1 Ansicht (letzte 30 Tage)
Ashish Bhatt
Ashish Bhatt am 4 Sep. 2012
Hi,
I expect that error should increase as final time T increases but opposite is happening:
Norm of error = 1.1194e-003 at T = 0.9
dt = 0.02
Norm of error = 1.5872e-006 at T = 2
dt = 0.02
Norm of error = 4.9910e-012 at T = 4
dt = 0.02
I have checked my code several times but cannot figure out what is wrong. The code follows:
function [errout, ue] = heatFTCS(dt, nx, k, L, T, errPlots)

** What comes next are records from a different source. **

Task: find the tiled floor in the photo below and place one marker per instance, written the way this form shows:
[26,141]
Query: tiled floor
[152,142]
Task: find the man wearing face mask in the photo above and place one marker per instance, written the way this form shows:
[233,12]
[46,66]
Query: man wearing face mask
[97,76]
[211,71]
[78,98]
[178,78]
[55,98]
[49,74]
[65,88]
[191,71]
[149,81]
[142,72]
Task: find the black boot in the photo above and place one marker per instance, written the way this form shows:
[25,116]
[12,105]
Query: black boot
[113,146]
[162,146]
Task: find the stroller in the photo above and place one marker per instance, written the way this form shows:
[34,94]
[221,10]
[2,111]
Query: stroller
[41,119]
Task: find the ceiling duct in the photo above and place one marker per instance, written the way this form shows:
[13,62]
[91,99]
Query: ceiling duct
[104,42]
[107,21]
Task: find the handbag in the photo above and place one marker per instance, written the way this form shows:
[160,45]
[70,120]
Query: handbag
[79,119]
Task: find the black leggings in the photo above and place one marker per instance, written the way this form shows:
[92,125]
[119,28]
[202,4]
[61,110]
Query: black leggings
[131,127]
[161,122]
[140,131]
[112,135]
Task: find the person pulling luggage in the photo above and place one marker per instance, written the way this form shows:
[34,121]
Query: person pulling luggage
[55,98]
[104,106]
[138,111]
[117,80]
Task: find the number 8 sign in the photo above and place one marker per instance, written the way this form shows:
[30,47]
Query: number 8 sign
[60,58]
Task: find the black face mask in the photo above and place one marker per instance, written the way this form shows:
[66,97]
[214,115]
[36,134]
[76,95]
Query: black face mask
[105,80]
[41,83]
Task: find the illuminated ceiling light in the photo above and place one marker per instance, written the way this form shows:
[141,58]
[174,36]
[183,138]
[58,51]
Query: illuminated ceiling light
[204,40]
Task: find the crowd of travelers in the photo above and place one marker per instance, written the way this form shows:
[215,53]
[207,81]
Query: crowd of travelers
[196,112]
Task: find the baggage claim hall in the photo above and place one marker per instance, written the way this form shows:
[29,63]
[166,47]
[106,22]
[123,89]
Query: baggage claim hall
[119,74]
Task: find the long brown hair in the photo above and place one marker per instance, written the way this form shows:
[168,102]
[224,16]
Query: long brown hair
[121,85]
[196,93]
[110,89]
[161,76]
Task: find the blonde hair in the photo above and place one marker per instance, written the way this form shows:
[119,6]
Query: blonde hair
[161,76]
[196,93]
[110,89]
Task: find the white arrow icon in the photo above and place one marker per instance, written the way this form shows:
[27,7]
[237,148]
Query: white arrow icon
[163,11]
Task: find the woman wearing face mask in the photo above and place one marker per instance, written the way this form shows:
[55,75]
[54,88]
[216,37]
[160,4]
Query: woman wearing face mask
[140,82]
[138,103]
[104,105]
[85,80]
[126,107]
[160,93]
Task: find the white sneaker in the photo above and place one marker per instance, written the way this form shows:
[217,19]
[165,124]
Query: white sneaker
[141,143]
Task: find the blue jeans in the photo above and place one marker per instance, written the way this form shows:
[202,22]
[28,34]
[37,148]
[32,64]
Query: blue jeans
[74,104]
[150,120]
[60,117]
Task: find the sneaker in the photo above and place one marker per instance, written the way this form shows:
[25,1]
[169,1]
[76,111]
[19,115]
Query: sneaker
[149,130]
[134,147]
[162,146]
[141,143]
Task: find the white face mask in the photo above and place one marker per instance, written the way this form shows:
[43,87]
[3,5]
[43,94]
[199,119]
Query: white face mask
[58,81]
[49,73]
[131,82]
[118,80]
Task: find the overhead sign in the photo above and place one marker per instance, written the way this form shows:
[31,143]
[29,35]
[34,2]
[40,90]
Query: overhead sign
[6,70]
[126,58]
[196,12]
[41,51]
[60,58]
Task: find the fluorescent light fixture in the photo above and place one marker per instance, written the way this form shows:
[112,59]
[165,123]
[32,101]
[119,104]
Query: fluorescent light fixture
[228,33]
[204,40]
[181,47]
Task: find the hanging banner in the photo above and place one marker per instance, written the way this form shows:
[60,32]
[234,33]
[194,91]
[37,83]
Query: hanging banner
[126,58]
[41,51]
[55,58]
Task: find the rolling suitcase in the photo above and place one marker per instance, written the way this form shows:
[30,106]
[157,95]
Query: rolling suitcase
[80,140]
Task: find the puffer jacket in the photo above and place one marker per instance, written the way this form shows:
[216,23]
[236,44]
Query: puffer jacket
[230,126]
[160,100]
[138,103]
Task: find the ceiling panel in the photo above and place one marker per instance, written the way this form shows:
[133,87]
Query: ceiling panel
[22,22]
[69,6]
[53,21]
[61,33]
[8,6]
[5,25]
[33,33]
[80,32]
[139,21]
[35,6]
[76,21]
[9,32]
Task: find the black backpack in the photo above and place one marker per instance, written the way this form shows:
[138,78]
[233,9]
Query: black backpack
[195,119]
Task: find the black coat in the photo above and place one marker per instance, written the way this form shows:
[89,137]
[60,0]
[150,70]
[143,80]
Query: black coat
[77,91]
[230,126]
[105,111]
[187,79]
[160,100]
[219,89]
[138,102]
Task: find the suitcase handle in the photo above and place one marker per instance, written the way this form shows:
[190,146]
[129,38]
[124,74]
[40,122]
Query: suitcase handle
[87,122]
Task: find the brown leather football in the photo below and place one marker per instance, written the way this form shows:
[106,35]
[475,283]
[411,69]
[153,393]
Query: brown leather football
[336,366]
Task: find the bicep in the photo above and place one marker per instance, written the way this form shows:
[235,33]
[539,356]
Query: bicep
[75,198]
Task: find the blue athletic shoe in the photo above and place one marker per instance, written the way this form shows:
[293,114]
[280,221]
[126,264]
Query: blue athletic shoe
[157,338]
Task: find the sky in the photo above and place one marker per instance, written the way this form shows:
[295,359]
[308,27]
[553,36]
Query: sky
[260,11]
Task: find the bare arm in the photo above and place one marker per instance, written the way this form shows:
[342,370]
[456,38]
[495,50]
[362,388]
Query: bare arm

% heatFTCS solves 1D heat equation with the FTCS scheme
% Input: dt - step size in time
% nx - number of lattice points
% k - thermal diffusivity
% L - length of space
% T - final time
% errPlots - flag for plotting results
% Output: errout - error in the numerical solution
% ue - exact solution
% Set default input arguments
if nargin < 1, dt = 0.02; end
if nargin < 2, nx = 11; end
if nargin < 3, k = 1/6; end
if nargin < 4, L = 1; end
if nargin < 5, T = 4.0; end
if nargin < 6, errPlots = 0; end
% determine space grid size, number of time steps and some intermediate values
dx = L/(nx-1);
nt = ceil(T/dt + 1);
r = k*(dt/dx^2);
if r > 0.5
fprintf('\nr = %g, solution may not converge',r);
end
% create spatial grid and initialize numerical solution
x = linspace(0, L, nx)';
U = zeros(nx, nt);
% Set initial and boundary conditions
U(:,1) = sin(2*pi*x/L);
U(1,:) = 0; U(nx,:) = 0;
% employ numerical scheme
for m = 2 : nt
for i = 2 : nx-1
U(i,m) = r*U(i-1, m-1) + (1 - 2*r)*U(i, m-1) + r*U(i+1, m-1);
end
end
% Evaluate exact solution and absolute error
u = sin(2*pi*x/L)*exp(-4*k*(pi/L)^2*T);
err = abs(U(:,nt) - u);
% Specify output arguments, print and plot results
if nargout > 0, errout = err; end
if nargout > 1, ue = u; end
fprintf('\nNorm of error = %12.4e at T = %g\n', norm(err), T);
fprintf('dt = %g\n', dt);
if ~errPlots, return; end
clf reset;
subplot(2,1,1)
plot(x, U(:,nt), '-', x,u, 'o');
legend('FTCS (U)','Exact (u)');
xlabel(sprintf('\\fontname{math}x'),'fontsize',10);
title(sprintf('Numerical (FTCS) vs Exact solution, \\fontname{math}T = %g, dt = %g\n',T,dt),'fontsize',10)
subplot(2,1,2)
plot(x, err,'--r');
xlabel(sprintf('\\fontname{math}x'),'fontsize',10); ylabel(sprintf('\\fontname{math}U - u'),'fontsize',10);
title(sprintf('Error in numerical scheme, \\fontname{math}T = %g, dt = %g\n',T,dt),'fontsize',10)
Thank you!
  2 Kommentare
Walter Roberson
Walter Roberson am 8 Sep. 2012
Please retag this question after reading the guide to tags, http://www.mathworks.co.uk/matlabcentral/answers/43073-a-guide-to-tags
Tom
Tom am 8 Sep. 2012
Bearbeitet: Tom am 8 Sep. 2012
Why would you expect the error to increase? As far as I can see, you've started with a sinusoidal distribution (symmetric, average being zero), and you're letting it diffuse without any boundary conditions. From this, you'd expect everything to reach a uniform temperature of zero.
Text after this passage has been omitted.